Possibilité de cumul des responsabilités contractuelle et délictuelle

10/12/2018

Dans un arrêt récent, la Chambre commerciale de la Cour de cassation apporte des précisions sur l’action fondée sur la rupture brutale des relations commerciales établies et sur le principe de non-cumul des responsabilités contractuelle et délictuelle (Cass.com. 24 octobre 2018, n°17-25.672).
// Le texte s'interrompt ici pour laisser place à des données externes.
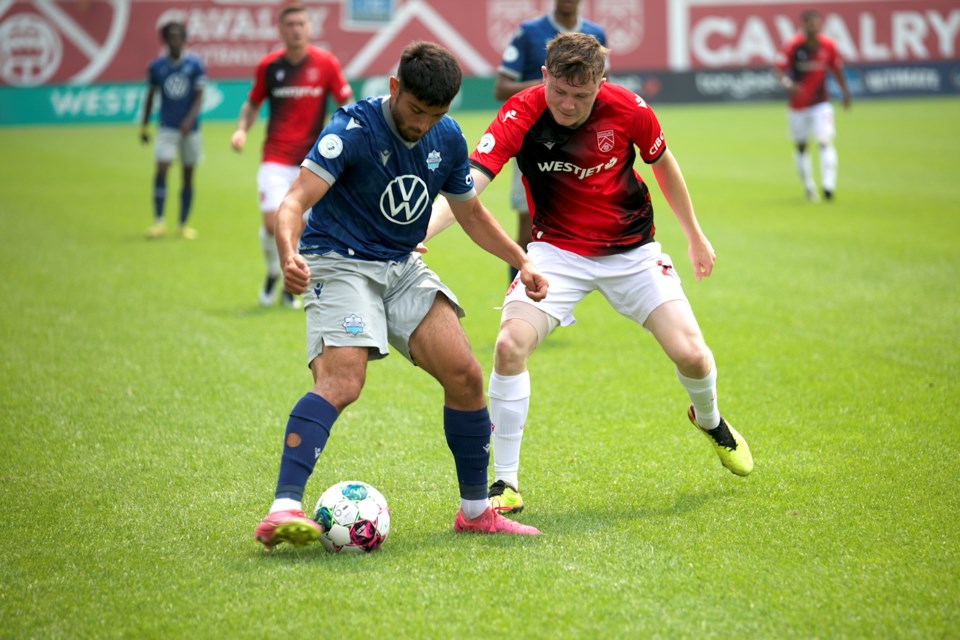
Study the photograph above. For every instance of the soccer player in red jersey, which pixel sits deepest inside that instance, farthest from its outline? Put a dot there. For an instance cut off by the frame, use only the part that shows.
(296, 81)
(801, 66)
(575, 138)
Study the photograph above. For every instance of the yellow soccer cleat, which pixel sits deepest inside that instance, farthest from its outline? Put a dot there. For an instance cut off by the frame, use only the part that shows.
(729, 445)
(504, 498)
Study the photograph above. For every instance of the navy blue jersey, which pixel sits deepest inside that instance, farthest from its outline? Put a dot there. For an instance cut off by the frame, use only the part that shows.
(527, 50)
(382, 187)
(177, 82)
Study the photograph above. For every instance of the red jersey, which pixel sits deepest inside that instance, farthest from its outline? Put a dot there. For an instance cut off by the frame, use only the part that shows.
(583, 192)
(297, 94)
(807, 66)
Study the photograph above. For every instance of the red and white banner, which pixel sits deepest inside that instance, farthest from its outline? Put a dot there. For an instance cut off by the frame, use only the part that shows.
(87, 41)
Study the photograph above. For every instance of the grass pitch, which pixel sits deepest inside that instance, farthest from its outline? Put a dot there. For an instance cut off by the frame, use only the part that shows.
(145, 393)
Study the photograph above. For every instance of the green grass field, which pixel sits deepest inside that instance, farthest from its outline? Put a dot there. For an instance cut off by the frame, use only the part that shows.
(145, 395)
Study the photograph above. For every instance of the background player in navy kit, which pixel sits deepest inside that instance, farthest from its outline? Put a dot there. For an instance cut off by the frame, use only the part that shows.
(180, 80)
(801, 66)
(576, 138)
(520, 69)
(369, 183)
(296, 81)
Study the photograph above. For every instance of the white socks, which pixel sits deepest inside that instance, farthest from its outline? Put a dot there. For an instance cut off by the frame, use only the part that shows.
(270, 254)
(509, 404)
(804, 162)
(703, 395)
(828, 167)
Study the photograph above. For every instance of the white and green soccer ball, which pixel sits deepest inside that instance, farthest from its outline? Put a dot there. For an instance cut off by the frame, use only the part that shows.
(354, 516)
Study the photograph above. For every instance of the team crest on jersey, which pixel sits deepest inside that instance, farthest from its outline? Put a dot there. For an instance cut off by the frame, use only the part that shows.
(353, 324)
(330, 146)
(605, 140)
(433, 160)
(405, 199)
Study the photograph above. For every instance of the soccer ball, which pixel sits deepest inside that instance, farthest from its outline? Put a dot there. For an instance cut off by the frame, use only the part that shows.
(354, 516)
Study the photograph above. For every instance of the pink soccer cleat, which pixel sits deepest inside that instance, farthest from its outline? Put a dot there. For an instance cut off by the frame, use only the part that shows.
(291, 526)
(492, 522)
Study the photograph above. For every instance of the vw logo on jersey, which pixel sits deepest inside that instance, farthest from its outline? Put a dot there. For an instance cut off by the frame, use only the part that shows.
(176, 85)
(433, 160)
(405, 199)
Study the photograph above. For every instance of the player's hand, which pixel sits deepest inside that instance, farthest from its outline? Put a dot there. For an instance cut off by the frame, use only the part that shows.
(238, 139)
(702, 257)
(296, 274)
(534, 282)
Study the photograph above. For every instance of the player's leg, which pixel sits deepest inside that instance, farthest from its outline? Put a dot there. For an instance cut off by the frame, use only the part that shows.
(189, 158)
(800, 130)
(642, 285)
(522, 327)
(273, 181)
(440, 347)
(338, 360)
(524, 324)
(339, 374)
(164, 153)
(518, 202)
(675, 328)
(425, 328)
(824, 132)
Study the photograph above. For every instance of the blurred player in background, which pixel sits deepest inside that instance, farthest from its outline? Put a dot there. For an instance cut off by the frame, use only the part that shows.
(576, 138)
(520, 69)
(180, 79)
(368, 185)
(801, 66)
(296, 82)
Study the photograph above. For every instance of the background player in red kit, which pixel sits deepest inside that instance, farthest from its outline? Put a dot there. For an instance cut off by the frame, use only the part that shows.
(296, 82)
(575, 138)
(801, 66)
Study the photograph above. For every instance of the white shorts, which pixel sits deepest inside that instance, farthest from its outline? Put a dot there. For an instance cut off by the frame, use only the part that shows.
(634, 283)
(813, 122)
(170, 143)
(273, 182)
(363, 303)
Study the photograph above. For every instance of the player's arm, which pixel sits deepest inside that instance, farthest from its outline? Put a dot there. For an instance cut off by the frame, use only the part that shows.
(307, 189)
(147, 109)
(248, 115)
(442, 215)
(486, 232)
(674, 189)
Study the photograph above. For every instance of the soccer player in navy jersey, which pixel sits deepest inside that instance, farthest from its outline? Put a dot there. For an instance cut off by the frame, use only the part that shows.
(802, 66)
(368, 184)
(296, 81)
(180, 79)
(519, 69)
(576, 138)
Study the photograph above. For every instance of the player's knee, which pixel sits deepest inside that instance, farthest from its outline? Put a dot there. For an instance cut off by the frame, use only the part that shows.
(464, 381)
(695, 361)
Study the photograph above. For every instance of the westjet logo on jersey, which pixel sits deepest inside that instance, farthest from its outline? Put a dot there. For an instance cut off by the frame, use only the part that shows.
(297, 92)
(558, 166)
(405, 199)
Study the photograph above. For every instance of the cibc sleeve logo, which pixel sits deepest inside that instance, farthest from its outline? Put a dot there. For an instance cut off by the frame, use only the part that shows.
(405, 199)
(330, 146)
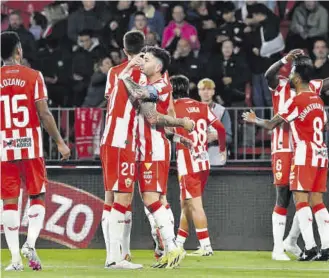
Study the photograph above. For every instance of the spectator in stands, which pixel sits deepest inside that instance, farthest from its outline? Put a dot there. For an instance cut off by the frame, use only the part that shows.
(202, 18)
(309, 22)
(231, 74)
(184, 62)
(26, 38)
(115, 55)
(96, 89)
(55, 63)
(321, 64)
(38, 25)
(91, 16)
(178, 28)
(56, 30)
(87, 54)
(151, 39)
(140, 23)
(268, 24)
(206, 88)
(232, 29)
(117, 25)
(155, 18)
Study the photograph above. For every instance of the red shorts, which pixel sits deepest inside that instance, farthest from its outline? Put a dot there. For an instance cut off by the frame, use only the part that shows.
(193, 185)
(31, 172)
(153, 176)
(281, 165)
(308, 178)
(118, 169)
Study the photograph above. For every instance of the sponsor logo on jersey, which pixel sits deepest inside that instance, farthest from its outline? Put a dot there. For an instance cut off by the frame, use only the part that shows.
(19, 143)
(193, 110)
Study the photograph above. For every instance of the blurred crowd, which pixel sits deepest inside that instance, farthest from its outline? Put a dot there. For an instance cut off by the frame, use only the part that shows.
(75, 43)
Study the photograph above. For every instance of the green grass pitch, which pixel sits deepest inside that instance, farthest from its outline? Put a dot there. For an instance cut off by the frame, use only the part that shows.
(89, 263)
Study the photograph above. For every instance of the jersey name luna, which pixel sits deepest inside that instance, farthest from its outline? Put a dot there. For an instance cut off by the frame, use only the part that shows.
(308, 109)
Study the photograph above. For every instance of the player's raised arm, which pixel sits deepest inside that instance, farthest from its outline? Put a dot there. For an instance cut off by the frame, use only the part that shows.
(250, 117)
(271, 74)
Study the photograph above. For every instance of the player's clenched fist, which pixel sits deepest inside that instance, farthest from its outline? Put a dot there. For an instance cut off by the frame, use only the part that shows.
(188, 124)
(64, 150)
(293, 54)
(249, 117)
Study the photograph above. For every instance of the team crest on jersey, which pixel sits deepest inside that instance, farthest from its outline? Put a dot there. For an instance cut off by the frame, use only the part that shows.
(128, 182)
(19, 143)
(278, 175)
(148, 175)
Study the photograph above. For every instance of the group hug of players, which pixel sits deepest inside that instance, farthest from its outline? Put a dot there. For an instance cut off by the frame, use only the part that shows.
(144, 109)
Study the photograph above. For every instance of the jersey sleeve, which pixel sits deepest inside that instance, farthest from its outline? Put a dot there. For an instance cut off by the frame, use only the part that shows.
(40, 89)
(316, 86)
(109, 83)
(290, 110)
(211, 117)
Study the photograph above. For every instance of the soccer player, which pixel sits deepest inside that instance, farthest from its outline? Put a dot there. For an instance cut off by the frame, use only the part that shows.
(193, 164)
(308, 177)
(154, 147)
(282, 152)
(23, 103)
(118, 146)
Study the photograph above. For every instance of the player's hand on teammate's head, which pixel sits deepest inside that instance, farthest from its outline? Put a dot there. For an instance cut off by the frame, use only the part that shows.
(188, 124)
(186, 142)
(138, 60)
(64, 151)
(249, 117)
(293, 54)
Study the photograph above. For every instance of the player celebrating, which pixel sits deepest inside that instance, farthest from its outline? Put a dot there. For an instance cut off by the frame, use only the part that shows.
(308, 177)
(282, 151)
(154, 147)
(23, 102)
(193, 165)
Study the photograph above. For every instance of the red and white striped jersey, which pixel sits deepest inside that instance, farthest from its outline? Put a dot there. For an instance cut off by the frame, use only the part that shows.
(20, 136)
(307, 119)
(281, 136)
(121, 118)
(153, 144)
(197, 159)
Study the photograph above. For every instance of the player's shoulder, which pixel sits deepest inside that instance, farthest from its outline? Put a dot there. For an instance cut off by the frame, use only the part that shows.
(28, 73)
(119, 68)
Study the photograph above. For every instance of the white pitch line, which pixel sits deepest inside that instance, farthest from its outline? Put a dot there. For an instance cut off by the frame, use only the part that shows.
(212, 267)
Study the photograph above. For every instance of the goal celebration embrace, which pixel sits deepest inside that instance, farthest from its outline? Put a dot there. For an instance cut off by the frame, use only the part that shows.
(147, 135)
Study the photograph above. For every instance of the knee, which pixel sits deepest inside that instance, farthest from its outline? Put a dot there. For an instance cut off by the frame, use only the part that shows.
(283, 197)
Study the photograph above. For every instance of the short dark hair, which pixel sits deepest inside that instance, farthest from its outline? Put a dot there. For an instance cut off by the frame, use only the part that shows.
(180, 84)
(86, 32)
(161, 54)
(304, 67)
(228, 7)
(133, 41)
(16, 12)
(9, 42)
(139, 13)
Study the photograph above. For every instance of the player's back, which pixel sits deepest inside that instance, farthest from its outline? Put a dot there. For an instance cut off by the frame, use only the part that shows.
(121, 120)
(307, 129)
(198, 112)
(197, 159)
(21, 136)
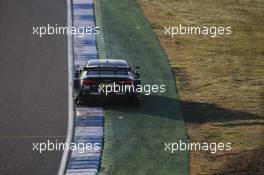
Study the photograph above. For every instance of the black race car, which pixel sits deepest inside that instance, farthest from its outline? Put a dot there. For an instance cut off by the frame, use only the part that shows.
(106, 78)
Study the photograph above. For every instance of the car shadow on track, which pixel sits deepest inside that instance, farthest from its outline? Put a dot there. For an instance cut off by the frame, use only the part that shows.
(172, 108)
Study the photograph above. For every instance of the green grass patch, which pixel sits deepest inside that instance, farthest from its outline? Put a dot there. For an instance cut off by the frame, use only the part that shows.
(135, 135)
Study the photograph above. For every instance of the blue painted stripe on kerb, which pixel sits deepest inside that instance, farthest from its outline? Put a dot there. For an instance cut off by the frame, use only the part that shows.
(82, 6)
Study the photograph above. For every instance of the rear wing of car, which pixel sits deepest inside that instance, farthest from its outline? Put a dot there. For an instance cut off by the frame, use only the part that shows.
(107, 68)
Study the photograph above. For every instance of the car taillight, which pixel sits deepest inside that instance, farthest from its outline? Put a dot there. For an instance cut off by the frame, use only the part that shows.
(88, 82)
(126, 82)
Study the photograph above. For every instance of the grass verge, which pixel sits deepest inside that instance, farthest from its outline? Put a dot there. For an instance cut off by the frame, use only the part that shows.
(135, 135)
(220, 80)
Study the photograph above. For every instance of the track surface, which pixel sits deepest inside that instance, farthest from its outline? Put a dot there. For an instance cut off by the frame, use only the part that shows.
(34, 91)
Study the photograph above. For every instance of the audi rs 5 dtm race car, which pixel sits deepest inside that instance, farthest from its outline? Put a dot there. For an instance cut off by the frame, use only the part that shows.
(106, 77)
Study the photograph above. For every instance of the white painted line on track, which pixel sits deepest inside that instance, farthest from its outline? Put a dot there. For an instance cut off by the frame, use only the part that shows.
(89, 121)
(70, 91)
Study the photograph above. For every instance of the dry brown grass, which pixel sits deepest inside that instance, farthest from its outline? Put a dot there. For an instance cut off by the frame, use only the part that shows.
(220, 80)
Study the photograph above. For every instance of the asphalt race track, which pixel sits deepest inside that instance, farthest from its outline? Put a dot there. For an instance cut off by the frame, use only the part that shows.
(34, 88)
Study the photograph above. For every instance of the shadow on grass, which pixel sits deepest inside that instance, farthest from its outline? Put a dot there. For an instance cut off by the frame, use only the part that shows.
(193, 112)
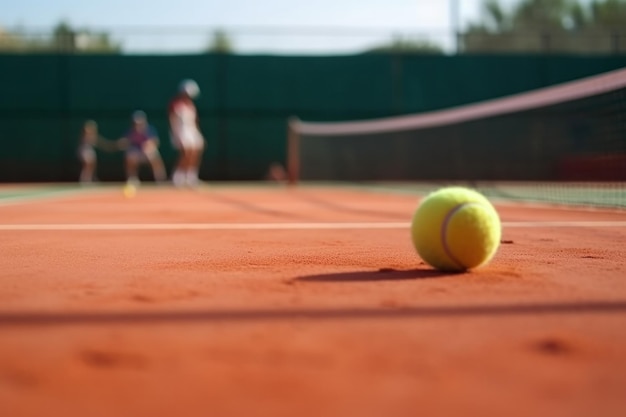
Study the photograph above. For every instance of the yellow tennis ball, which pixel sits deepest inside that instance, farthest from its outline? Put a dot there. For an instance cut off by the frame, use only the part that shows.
(456, 229)
(129, 191)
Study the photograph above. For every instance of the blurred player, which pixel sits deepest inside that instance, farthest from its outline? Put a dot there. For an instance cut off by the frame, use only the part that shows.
(142, 144)
(186, 136)
(89, 140)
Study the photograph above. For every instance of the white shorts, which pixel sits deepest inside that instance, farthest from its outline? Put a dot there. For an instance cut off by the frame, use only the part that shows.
(87, 154)
(189, 139)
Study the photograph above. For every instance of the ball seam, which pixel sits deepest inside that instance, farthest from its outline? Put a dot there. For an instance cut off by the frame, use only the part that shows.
(444, 230)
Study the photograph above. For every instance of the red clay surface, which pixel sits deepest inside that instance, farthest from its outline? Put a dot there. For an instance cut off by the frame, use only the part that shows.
(308, 322)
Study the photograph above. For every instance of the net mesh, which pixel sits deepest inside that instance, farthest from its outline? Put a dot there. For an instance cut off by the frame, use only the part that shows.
(565, 144)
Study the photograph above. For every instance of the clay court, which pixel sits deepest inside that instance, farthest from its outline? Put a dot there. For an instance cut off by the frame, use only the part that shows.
(260, 300)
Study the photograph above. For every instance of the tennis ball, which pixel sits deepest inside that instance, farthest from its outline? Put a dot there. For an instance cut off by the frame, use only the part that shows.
(456, 229)
(129, 191)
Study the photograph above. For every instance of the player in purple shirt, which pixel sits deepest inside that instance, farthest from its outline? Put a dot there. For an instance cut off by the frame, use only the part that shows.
(142, 144)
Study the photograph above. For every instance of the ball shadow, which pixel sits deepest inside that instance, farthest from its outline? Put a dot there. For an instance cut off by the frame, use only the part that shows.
(383, 274)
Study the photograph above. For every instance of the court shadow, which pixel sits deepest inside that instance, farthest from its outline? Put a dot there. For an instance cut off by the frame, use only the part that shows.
(383, 274)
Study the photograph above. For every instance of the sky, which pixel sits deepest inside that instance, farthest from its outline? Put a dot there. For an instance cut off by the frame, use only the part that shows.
(254, 26)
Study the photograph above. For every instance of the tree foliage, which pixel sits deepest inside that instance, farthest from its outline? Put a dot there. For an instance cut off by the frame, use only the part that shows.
(220, 43)
(571, 26)
(64, 39)
(404, 45)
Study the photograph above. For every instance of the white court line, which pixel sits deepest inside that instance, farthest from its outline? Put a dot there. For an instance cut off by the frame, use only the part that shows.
(279, 226)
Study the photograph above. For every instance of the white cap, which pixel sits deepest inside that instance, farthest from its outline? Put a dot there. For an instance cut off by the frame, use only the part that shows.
(190, 87)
Le fondement de l’action : la rupture brutale des relations commerciales établies

En application de l’article L.442-6, I, 5° du Code de commerce, "engage la responsabilité de son auteur et l’oblige à réparer le préjudice causé le fait, par tout producteur, commerçant, industriel ou personne immatriculée au répertoire des métiers […] de rompre brutalement, même partiellement, une relation commerciale établie, sans préavis écrit tenant compte de la durée de la relation commerciale, et respectant la durée minimale de préavis déterminée". 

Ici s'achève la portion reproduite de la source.